Impact on Federal Programs and Funding
The new guidelines influence federal nutrition standards for programs such as school meals, the Women, Infants and Children (WIC) program, and the Supplemental Nutrition Assistance Program (SNAP). They also play a role in determining the content of meals served in schools and on military bases.
The School Nutrition Association has raised concerns that school meal programs may face challenges in further reducing ultraprocessed foods without adequate resources. A reported 79% of school meal program directors cited an "extreme need" for increased funding to support scratch cooking.

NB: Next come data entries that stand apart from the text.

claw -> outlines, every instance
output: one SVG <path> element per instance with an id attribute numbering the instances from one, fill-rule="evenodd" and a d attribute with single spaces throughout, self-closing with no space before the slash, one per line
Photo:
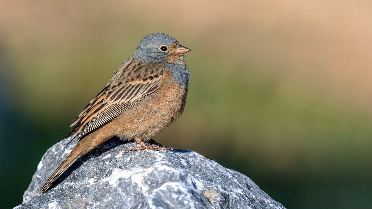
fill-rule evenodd
<path id="1" fill-rule="evenodd" d="M 141 150 L 141 149 L 148 149 L 149 150 L 156 151 L 170 150 L 172 152 L 174 152 L 173 149 L 172 148 L 162 145 L 155 142 L 155 140 L 152 139 L 150 139 L 148 142 L 154 145 L 154 146 L 147 145 L 146 144 L 146 143 L 142 141 L 138 140 L 137 139 L 135 139 L 137 142 L 140 143 L 140 144 L 141 145 L 141 147 L 129 147 L 126 149 L 125 149 L 125 151 L 124 152 L 124 154 L 126 154 L 127 152 L 129 151 L 135 151 L 136 150 Z"/>

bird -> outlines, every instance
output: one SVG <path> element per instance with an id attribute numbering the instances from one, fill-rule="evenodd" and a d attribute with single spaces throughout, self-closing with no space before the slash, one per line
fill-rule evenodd
<path id="1" fill-rule="evenodd" d="M 152 139 L 180 116 L 190 72 L 184 54 L 191 51 L 170 36 L 144 37 L 106 86 L 81 111 L 65 138 L 78 142 L 40 190 L 47 191 L 78 159 L 109 139 L 134 139 L 140 145 L 128 151 L 173 149 Z M 148 145 L 145 142 L 153 144 Z"/>

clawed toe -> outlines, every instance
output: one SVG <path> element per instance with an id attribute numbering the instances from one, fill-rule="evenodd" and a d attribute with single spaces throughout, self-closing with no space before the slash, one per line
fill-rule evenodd
<path id="1" fill-rule="evenodd" d="M 140 143 L 140 144 L 141 145 L 140 147 L 129 147 L 126 149 L 125 149 L 125 151 L 124 152 L 125 154 L 126 154 L 129 151 L 135 151 L 136 150 L 141 150 L 141 149 L 148 149 L 149 150 L 170 150 L 172 152 L 174 152 L 174 151 L 171 148 L 166 147 L 158 143 L 155 142 L 155 140 L 151 139 L 148 142 L 154 144 L 154 145 L 151 146 L 150 145 L 147 145 L 144 142 L 142 141 L 139 141 L 139 140 L 136 140 L 136 141 Z"/>

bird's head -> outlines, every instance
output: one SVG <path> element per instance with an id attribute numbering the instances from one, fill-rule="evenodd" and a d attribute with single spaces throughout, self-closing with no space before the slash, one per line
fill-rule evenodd
<path id="1" fill-rule="evenodd" d="M 142 39 L 133 54 L 141 60 L 150 62 L 185 65 L 183 54 L 190 51 L 170 36 L 156 33 Z"/>

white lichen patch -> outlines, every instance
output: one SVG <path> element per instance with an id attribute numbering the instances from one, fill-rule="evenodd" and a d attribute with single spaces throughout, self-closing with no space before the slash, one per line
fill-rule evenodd
<path id="1" fill-rule="evenodd" d="M 37 170 L 39 170 L 41 169 L 43 167 L 43 161 L 42 160 L 40 161 L 40 162 L 39 163 L 39 164 L 38 164 L 38 168 Z"/>
<path id="2" fill-rule="evenodd" d="M 89 180 L 88 181 L 88 182 L 89 182 L 89 185 L 93 185 L 97 178 L 98 177 L 97 176 L 94 176 L 89 179 Z"/>
<path id="3" fill-rule="evenodd" d="M 109 158 L 109 157 L 111 157 L 111 154 L 109 154 L 105 156 L 104 157 L 102 158 L 102 159 L 106 159 L 106 158 Z"/>

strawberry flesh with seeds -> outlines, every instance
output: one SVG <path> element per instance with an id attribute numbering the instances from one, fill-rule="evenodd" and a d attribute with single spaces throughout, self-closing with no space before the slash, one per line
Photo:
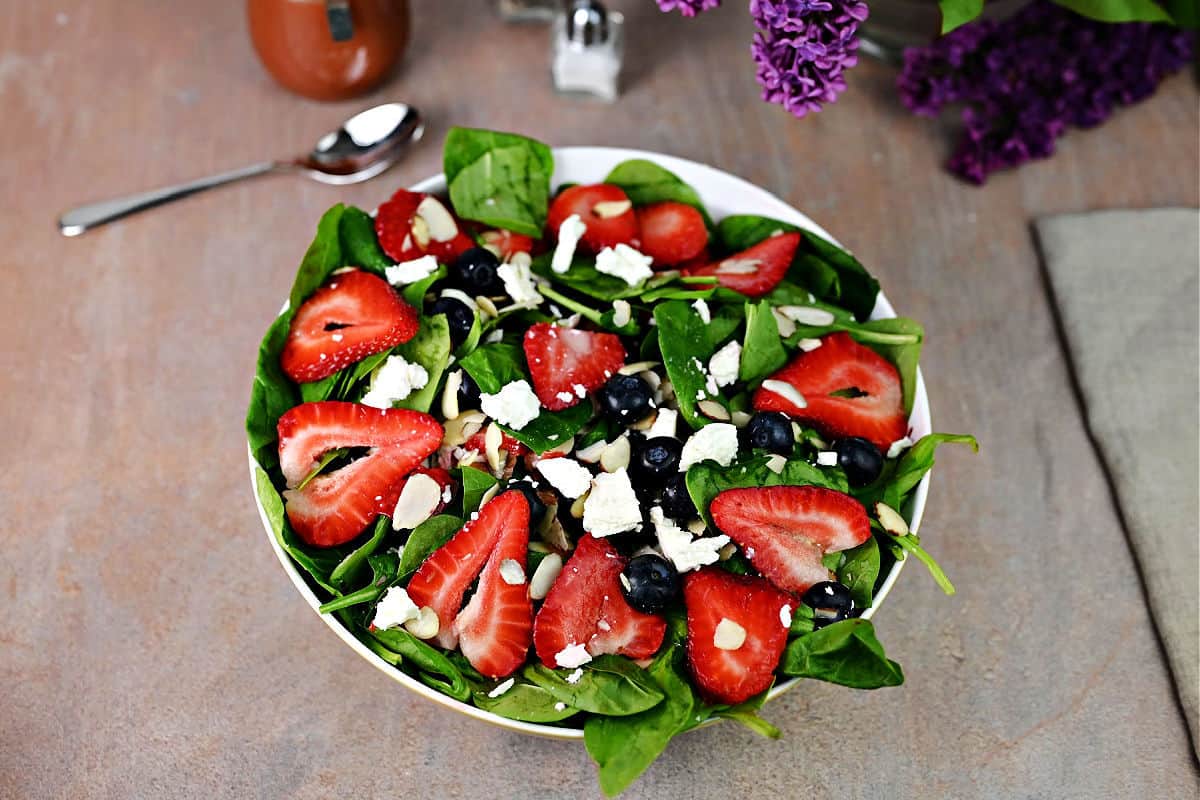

Lori Tremmel Freeman, CEO of the National Association of County and City Health Officials, stated, "The primary benefit of the dietary guidelines is to provide people with a tool that helps them stay on the track to being healthy."
Guideline Development Process
Federal dietary guidelines are updated every five years by HHS and USDA based on current research. Secretary Kennedy has previously criticized the traditional development process, which typically involves a scientific advisory committee reviewing research. A report from the Trump administration's Make Our Children Healthy Again initiative in September noted that "USDA and HHS will further reform future … development processes, including structure and members of the advisory committee and scientific review."
Dr. Walter Willett expressed "serious concern" regarding these reforms, noting that the selection of the 2025 US Dietary Guidelines scientific advisory committee involved extensive experience and conflict of interest evaluations, a process he believes is not being followed under the current administration.